Without an antidessicant spray, holly berries will drop, and drop early.  These orange holly berries are new to me; we sprayed them upon delivery.  Paired with red bud pussy willow, there is a lot going on here visually.  The color is beautiful.  If you live in Michigan, you know that our winter color palette is about grey, more grey, and a dry brown.  This color is juicy, and saturated.  Glamorous.  Crabapples can fruit heavily, but even the “fruit persistent” varieites will drop, or be raided by birds early in the winter.  I would recommend seeking a little glam from other sources.  

 

Rob collects materials, and takes them outside to look at them.  He may revise his choices 5 times, before he commits to anything.  The big idea here-hold all of your materials in your arms, and decide if you are crazy about what you see.  If a combination seems to fall flat, keep looking. 

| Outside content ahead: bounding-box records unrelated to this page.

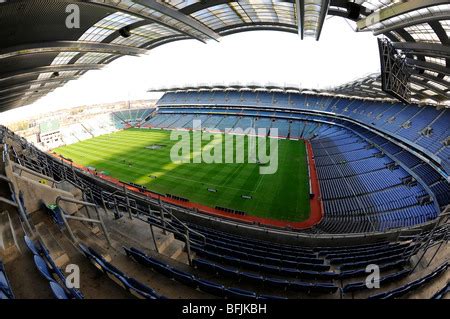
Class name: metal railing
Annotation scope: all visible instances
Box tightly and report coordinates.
[56,196,111,246]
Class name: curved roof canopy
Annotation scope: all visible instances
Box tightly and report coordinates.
[0,0,450,111]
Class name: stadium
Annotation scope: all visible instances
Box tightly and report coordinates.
[0,0,450,301]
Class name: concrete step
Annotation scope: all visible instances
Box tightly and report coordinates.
[74,228,111,262]
[36,223,69,268]
[0,210,20,262]
[159,236,184,259]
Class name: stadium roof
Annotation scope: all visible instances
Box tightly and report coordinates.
[149,74,396,102]
[0,0,450,111]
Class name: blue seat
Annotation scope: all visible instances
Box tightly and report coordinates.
[83,244,164,299]
[126,278,159,299]
[257,295,288,300]
[50,281,70,299]
[225,288,256,299]
[0,262,14,300]
[24,236,40,255]
[172,269,197,288]
[197,279,225,297]
[42,203,65,227]
[33,255,55,281]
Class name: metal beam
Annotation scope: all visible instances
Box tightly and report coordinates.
[406,58,450,75]
[413,70,450,93]
[0,75,79,94]
[295,0,305,40]
[316,0,330,41]
[373,12,450,36]
[134,0,220,41]
[0,87,56,101]
[409,78,449,99]
[0,84,63,101]
[357,0,448,31]
[0,64,104,83]
[83,0,219,43]
[0,41,147,59]
[0,93,47,109]
[392,42,450,59]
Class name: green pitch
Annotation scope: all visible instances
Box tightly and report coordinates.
[54,129,310,222]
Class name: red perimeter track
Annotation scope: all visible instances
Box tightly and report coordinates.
[51,141,323,229]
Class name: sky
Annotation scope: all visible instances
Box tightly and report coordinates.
[0,16,380,121]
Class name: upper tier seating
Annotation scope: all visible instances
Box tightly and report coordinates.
[157,91,450,174]
[142,108,442,233]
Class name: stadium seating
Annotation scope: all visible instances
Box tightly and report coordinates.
[79,244,164,299]
[143,106,442,233]
[0,261,14,300]
[369,263,448,299]
[25,236,84,299]
[158,92,450,174]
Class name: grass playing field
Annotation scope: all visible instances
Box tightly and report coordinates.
[54,129,310,222]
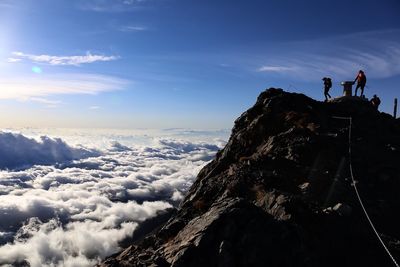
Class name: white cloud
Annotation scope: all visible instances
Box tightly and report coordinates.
[9,52,119,66]
[0,131,225,267]
[118,26,147,32]
[258,66,292,72]
[7,57,22,63]
[0,131,99,169]
[78,0,146,12]
[257,30,400,80]
[0,73,128,100]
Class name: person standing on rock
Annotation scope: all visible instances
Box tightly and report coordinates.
[353,70,367,97]
[369,95,381,110]
[322,77,332,102]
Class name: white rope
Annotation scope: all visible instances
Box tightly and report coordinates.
[332,117,399,267]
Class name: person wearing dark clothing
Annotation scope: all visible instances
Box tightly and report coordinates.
[322,77,332,102]
[354,70,367,97]
[369,95,381,110]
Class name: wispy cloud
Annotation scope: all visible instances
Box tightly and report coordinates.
[7,57,22,63]
[0,73,129,100]
[8,52,119,66]
[256,30,400,80]
[258,66,293,72]
[118,25,148,32]
[89,106,100,110]
[24,97,61,108]
[78,0,146,12]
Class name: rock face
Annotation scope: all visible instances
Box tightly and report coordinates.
[100,88,400,267]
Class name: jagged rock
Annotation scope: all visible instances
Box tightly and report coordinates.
[99,88,400,267]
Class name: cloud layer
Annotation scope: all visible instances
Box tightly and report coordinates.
[0,132,100,169]
[0,73,129,100]
[0,131,220,267]
[8,52,118,66]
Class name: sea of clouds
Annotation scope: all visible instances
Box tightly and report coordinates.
[0,129,227,267]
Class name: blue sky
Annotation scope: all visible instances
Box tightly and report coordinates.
[0,0,400,129]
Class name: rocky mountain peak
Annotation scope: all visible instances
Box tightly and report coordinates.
[100,88,400,267]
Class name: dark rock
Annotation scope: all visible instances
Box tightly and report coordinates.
[100,89,400,267]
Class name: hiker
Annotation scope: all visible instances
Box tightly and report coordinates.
[369,95,381,110]
[322,77,332,102]
[353,70,367,97]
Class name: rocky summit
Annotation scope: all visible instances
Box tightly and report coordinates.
[99,88,400,267]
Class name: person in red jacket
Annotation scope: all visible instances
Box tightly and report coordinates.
[354,70,367,97]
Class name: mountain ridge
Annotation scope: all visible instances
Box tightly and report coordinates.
[99,88,400,266]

Rob finally decided on the following-the orange berries and bleached leaves contrast dramatically. Breathtaking, this.  The tall bleached sticks strongly contrast in form with the grey branched hackberry stems.  The combination of colors and forms here is truly beautiful.  

 

 This combination of materials lit from within by a string of garland lights-garden evening wear.  Garland lights?  We stock strands of lights that have 300 bulbs set in a 17 foot length.  This makes for lots of fire power, and not so much cord.  This is my light string of choice for winter containers.   For the holiday or winter season, turn up the heat.  Make a plan to light up the night.  It may be your most glamorous gesture comes at night.  I encourage all of my clients to light their winter pots, and keep the lights on all winter.  Why not?  That light is cheery, hopeful- dramatic.      

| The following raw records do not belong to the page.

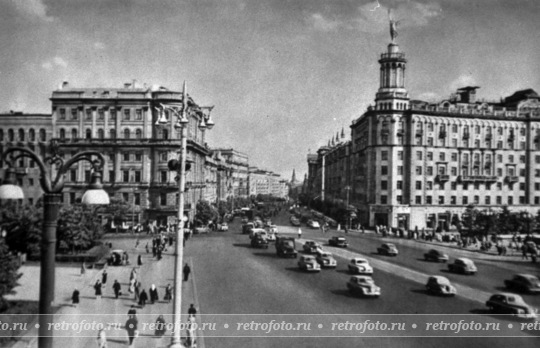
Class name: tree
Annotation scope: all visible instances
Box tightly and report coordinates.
[0,239,21,312]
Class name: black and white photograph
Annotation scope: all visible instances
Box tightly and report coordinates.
[0,0,540,348]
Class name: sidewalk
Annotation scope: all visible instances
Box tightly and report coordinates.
[6,236,204,348]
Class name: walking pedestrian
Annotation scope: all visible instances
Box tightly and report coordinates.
[97,329,107,348]
[101,269,108,285]
[183,263,191,282]
[163,284,172,303]
[71,289,79,307]
[113,280,122,299]
[126,318,139,347]
[94,279,102,300]
[149,284,159,304]
[139,289,148,308]
[155,315,167,337]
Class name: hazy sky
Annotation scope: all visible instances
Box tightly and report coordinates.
[0,0,540,179]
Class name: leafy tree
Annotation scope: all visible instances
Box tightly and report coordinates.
[0,239,21,312]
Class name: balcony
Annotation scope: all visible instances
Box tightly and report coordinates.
[504,175,519,184]
[435,174,450,182]
[457,175,497,182]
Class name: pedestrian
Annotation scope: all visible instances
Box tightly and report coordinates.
[71,289,79,307]
[113,280,122,299]
[183,263,191,282]
[94,279,102,300]
[155,315,167,337]
[97,329,107,348]
[126,318,139,347]
[101,269,108,285]
[188,303,197,318]
[163,284,172,303]
[139,289,148,308]
[128,305,137,319]
[149,284,159,304]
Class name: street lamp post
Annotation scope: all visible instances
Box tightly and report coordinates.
[156,82,214,348]
[0,143,109,348]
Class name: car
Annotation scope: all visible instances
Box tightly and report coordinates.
[424,249,448,262]
[328,237,349,248]
[426,276,456,296]
[302,240,322,254]
[298,255,321,272]
[486,292,538,319]
[504,274,540,293]
[448,257,478,274]
[193,226,210,234]
[315,250,337,268]
[377,243,398,256]
[307,220,321,228]
[251,232,268,249]
[347,276,381,297]
[347,257,373,274]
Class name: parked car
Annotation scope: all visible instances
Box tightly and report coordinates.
[424,249,448,262]
[377,243,398,256]
[315,250,337,268]
[302,240,322,254]
[307,220,321,228]
[486,292,538,318]
[448,257,478,274]
[426,276,456,296]
[347,276,381,297]
[298,255,321,272]
[193,226,210,234]
[504,274,540,293]
[347,257,373,274]
[328,237,349,248]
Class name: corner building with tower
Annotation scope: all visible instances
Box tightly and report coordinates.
[308,42,540,231]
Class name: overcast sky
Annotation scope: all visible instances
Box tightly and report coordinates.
[0,0,540,179]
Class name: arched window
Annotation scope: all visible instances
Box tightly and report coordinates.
[39,128,47,141]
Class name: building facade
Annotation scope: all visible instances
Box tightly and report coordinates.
[308,38,540,231]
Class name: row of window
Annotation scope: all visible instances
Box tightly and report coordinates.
[58,109,144,123]
[381,195,540,205]
[0,128,47,141]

I am having a milkweed seed pod year-that grey and honey brown coloration is beautiful; the shapes of the pods on the stems-even more beautiful.  Were I to glam up these dry stems, I might choose platinum branches.  These are birch branches, sprayed a subtle silvery grey.  These branches can add a little sparkle to a milkweed winter arrangement. 

Faux red berries-every gardener hates them.  Until they take them outdoors.  Nested into a centerpiece of branches, they are jewel-like.  No bird will make off with them.  No winter storm will destroy them.  Make no mistake-faux berry stems look their age at the end of the winter season.  They age, as the winter goes on.  This aging is a good look.  They look so much more natural, in that dulled-down state.  But over the holidays to come, they sparkle.  Bright red at the holiday-everyone notices.  

These faux white berries are spaced sparsely on the branches-they have a natural look.  From a distance, they are entirely believable.  Each stem is individually wired.  Move them around.  To insert a branched faux stem into an arrangement without putting your hand to arranging each arm is what makes them look fake, and out of place.  Arrange those faux stems.  

These white berry stems make no effort to copy any real berry stems-but I still like them.  They look great in contemporary arrangements.  They add scale to a more sparse berry stem.  Working several stems together that are the same color can be very effective.  Effective?  Any expression that brings a smile to your face, or warms your heart-effective.  Winter sustenance-decide how you plan to represent this. 

Faux berry stems with sparkling crystal bits can add considerable glamour to you winter arrangements.  The degree to which you want to dress up-this is up to you.  If what the garden leaves behind is enough, there are materials.  If materials suitable for a cocktail party is enough-there are other materials. If a floor length sequinned gown is your idea of celebrating the holiday and winter, there are materials out there.  The materials are out there, for you to choose.  Choose.